È emozione. Deve ricordarti di me, mi emoziono anche nel dirlo. Chi esce dal locale deve ricordarsi di me. Il mondo della comunicazione ci sta un po’ distruggendo, nel senso che sembriamo tutti uguali, che facciamo tutti le stesse cose. Non è così. Dietro c’è tanta fatica, tante rinunce, tanti sacrifici e penso che chi esce dal locale debba ricordarsi della mia pizza, dei sapori e del contesto. La pizza è dello staff. Concordo con Matteo nel dire che la pizza è “condivisione” e questo è possibile grazie all’armonia.
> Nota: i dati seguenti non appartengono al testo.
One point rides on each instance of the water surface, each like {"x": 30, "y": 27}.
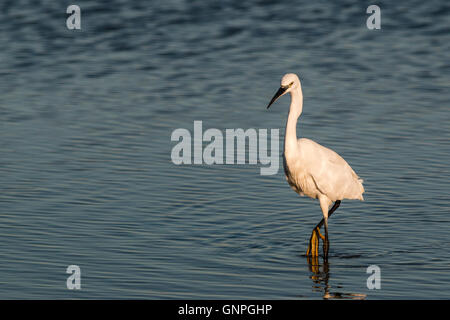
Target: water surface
{"x": 87, "y": 179}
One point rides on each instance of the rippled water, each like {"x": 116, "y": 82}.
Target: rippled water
{"x": 87, "y": 179}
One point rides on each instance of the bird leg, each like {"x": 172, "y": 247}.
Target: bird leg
{"x": 313, "y": 248}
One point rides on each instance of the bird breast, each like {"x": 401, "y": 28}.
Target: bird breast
{"x": 299, "y": 180}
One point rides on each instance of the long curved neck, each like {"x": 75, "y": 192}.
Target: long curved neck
{"x": 290, "y": 138}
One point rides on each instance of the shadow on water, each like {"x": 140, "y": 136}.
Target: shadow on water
{"x": 320, "y": 275}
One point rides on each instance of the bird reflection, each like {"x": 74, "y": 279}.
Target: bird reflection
{"x": 320, "y": 277}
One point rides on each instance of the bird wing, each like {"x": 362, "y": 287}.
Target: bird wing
{"x": 332, "y": 175}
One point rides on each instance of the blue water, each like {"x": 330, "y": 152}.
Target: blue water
{"x": 86, "y": 174}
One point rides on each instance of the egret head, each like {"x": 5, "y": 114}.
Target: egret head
{"x": 289, "y": 82}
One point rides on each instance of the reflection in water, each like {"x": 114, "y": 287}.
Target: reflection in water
{"x": 321, "y": 275}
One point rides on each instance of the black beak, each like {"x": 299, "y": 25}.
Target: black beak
{"x": 277, "y": 95}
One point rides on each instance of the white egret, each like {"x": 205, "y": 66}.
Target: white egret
{"x": 313, "y": 170}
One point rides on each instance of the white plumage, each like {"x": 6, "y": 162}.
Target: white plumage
{"x": 311, "y": 169}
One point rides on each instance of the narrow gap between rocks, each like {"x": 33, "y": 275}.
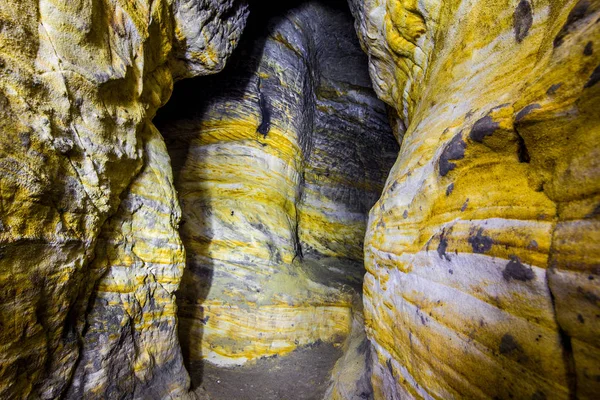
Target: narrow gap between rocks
{"x": 277, "y": 161}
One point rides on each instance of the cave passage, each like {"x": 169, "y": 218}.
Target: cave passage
{"x": 277, "y": 161}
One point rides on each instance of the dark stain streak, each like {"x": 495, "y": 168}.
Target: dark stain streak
{"x": 589, "y": 296}
{"x": 508, "y": 344}
{"x": 526, "y": 110}
{"x": 388, "y": 362}
{"x": 515, "y": 270}
{"x": 265, "y": 122}
{"x": 455, "y": 150}
{"x": 443, "y": 246}
{"x": 480, "y": 243}
{"x": 522, "y": 20}
{"x": 577, "y": 13}
{"x": 523, "y": 153}
{"x": 594, "y": 78}
{"x": 485, "y": 126}
{"x": 595, "y": 212}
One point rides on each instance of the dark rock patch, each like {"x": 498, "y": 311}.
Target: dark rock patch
{"x": 552, "y": 89}
{"x": 594, "y": 78}
{"x": 455, "y": 150}
{"x": 588, "y": 50}
{"x": 485, "y": 126}
{"x": 522, "y": 20}
{"x": 516, "y": 270}
{"x": 508, "y": 344}
{"x": 522, "y": 151}
{"x": 443, "y": 246}
{"x": 480, "y": 243}
{"x": 526, "y": 110}
{"x": 577, "y": 13}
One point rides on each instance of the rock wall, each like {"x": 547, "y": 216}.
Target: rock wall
{"x": 89, "y": 252}
{"x": 277, "y": 161}
{"x": 483, "y": 251}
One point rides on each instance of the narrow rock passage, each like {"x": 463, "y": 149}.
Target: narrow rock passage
{"x": 277, "y": 162}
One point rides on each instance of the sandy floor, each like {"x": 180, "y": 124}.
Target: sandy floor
{"x": 302, "y": 375}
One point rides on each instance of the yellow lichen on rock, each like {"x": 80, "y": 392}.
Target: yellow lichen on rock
{"x": 79, "y": 82}
{"x": 482, "y": 251}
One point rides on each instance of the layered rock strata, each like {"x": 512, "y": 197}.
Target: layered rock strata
{"x": 483, "y": 251}
{"x": 89, "y": 252}
{"x": 277, "y": 161}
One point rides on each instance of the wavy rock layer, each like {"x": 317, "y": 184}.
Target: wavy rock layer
{"x": 483, "y": 251}
{"x": 87, "y": 280}
{"x": 277, "y": 161}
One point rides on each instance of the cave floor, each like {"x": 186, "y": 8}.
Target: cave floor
{"x": 301, "y": 375}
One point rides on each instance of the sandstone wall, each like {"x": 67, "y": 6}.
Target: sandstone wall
{"x": 89, "y": 252}
{"x": 483, "y": 251}
{"x": 277, "y": 161}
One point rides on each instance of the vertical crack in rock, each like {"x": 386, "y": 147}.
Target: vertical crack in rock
{"x": 279, "y": 159}
{"x": 525, "y": 161}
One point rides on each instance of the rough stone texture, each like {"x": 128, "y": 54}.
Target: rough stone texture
{"x": 277, "y": 161}
{"x": 87, "y": 280}
{"x": 483, "y": 251}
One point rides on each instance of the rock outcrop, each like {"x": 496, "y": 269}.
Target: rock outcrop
{"x": 89, "y": 252}
{"x": 483, "y": 251}
{"x": 277, "y": 161}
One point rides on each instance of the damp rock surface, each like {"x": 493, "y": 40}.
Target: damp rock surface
{"x": 89, "y": 251}
{"x": 482, "y": 253}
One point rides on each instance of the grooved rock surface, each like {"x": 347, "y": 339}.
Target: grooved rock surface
{"x": 277, "y": 161}
{"x": 89, "y": 251}
{"x": 483, "y": 251}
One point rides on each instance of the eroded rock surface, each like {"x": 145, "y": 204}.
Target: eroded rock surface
{"x": 483, "y": 251}
{"x": 89, "y": 252}
{"x": 277, "y": 162}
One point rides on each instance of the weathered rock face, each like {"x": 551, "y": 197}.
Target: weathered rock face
{"x": 89, "y": 252}
{"x": 277, "y": 161}
{"x": 483, "y": 251}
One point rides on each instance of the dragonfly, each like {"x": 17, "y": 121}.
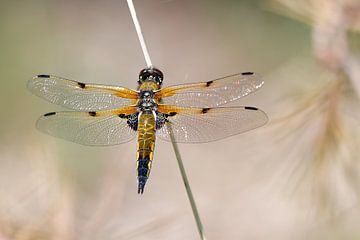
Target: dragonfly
{"x": 109, "y": 115}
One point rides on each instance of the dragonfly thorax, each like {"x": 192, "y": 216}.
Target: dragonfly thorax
{"x": 147, "y": 102}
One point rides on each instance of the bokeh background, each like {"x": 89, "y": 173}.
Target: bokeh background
{"x": 295, "y": 178}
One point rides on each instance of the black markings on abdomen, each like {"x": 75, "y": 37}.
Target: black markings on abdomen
{"x": 143, "y": 172}
{"x": 81, "y": 85}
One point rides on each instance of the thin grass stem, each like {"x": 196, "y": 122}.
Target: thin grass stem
{"x": 176, "y": 149}
{"x": 186, "y": 183}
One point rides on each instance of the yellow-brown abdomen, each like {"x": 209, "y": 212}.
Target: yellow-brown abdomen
{"x": 145, "y": 148}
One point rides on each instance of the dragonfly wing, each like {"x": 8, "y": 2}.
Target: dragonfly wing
{"x": 100, "y": 128}
{"x": 80, "y": 96}
{"x": 199, "y": 125}
{"x": 212, "y": 93}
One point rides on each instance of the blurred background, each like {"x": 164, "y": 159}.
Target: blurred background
{"x": 295, "y": 178}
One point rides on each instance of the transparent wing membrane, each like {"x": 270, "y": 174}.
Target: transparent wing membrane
{"x": 89, "y": 128}
{"x": 199, "y": 125}
{"x": 212, "y": 93}
{"x": 80, "y": 96}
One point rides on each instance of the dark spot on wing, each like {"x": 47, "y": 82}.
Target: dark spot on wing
{"x": 49, "y": 114}
{"x": 251, "y": 108}
{"x": 209, "y": 83}
{"x": 205, "y": 110}
{"x": 247, "y": 73}
{"x": 81, "y": 85}
{"x": 43, "y": 76}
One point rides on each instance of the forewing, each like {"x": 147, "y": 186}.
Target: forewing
{"x": 212, "y": 93}
{"x": 80, "y": 96}
{"x": 199, "y": 125}
{"x": 89, "y": 128}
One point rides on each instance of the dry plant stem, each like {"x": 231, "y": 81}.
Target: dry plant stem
{"x": 176, "y": 149}
{"x": 187, "y": 184}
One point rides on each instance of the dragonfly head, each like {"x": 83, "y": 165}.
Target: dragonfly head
{"x": 151, "y": 74}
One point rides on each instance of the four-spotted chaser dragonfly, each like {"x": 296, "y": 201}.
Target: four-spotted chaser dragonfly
{"x": 109, "y": 115}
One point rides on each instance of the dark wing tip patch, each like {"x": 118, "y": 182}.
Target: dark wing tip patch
{"x": 43, "y": 76}
{"x": 251, "y": 108}
{"x": 49, "y": 114}
{"x": 247, "y": 73}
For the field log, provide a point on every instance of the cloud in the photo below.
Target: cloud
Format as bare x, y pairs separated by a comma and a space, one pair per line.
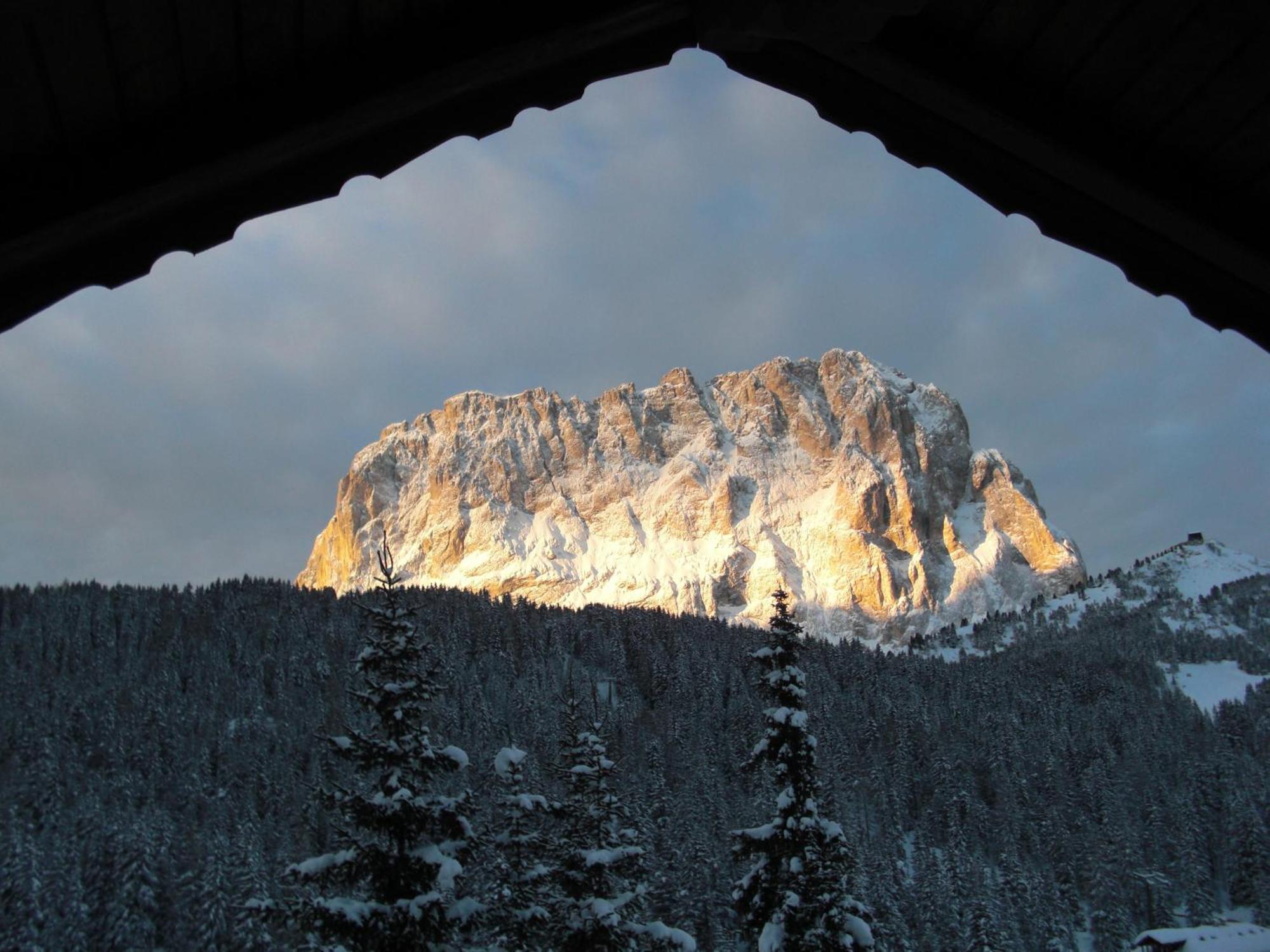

I miei titolari lo sanno bene, siamo come una famiglia, loro ci sono anche extra-lavoro e questo mi porta anche la voglia di far ottenere risultati ad un’attività che di fatto non è mia.

I clienti non devono dire “wow” o “che bello”, ma “che buono”. Non apparenza, ma sostanza. Questa è la mia priorità e per far si che accada, come dice Matteo, dev’essere un lavoro di squadra.

Scegli una sola pizza da propormi e spiegami com’è fatta.

Il Crunch Funnaco Baaria. Richiama un po’ lo sfincione bagherese, un piatto povero che anticamente veniva fatto con rimanenze e alimenti a basso costo.

È fatto con la ricotta, la tuma, le alici e la mollica condita con pecorino e cipolla stufata. Un piatto che se fatto bene regala sapori molto particolari.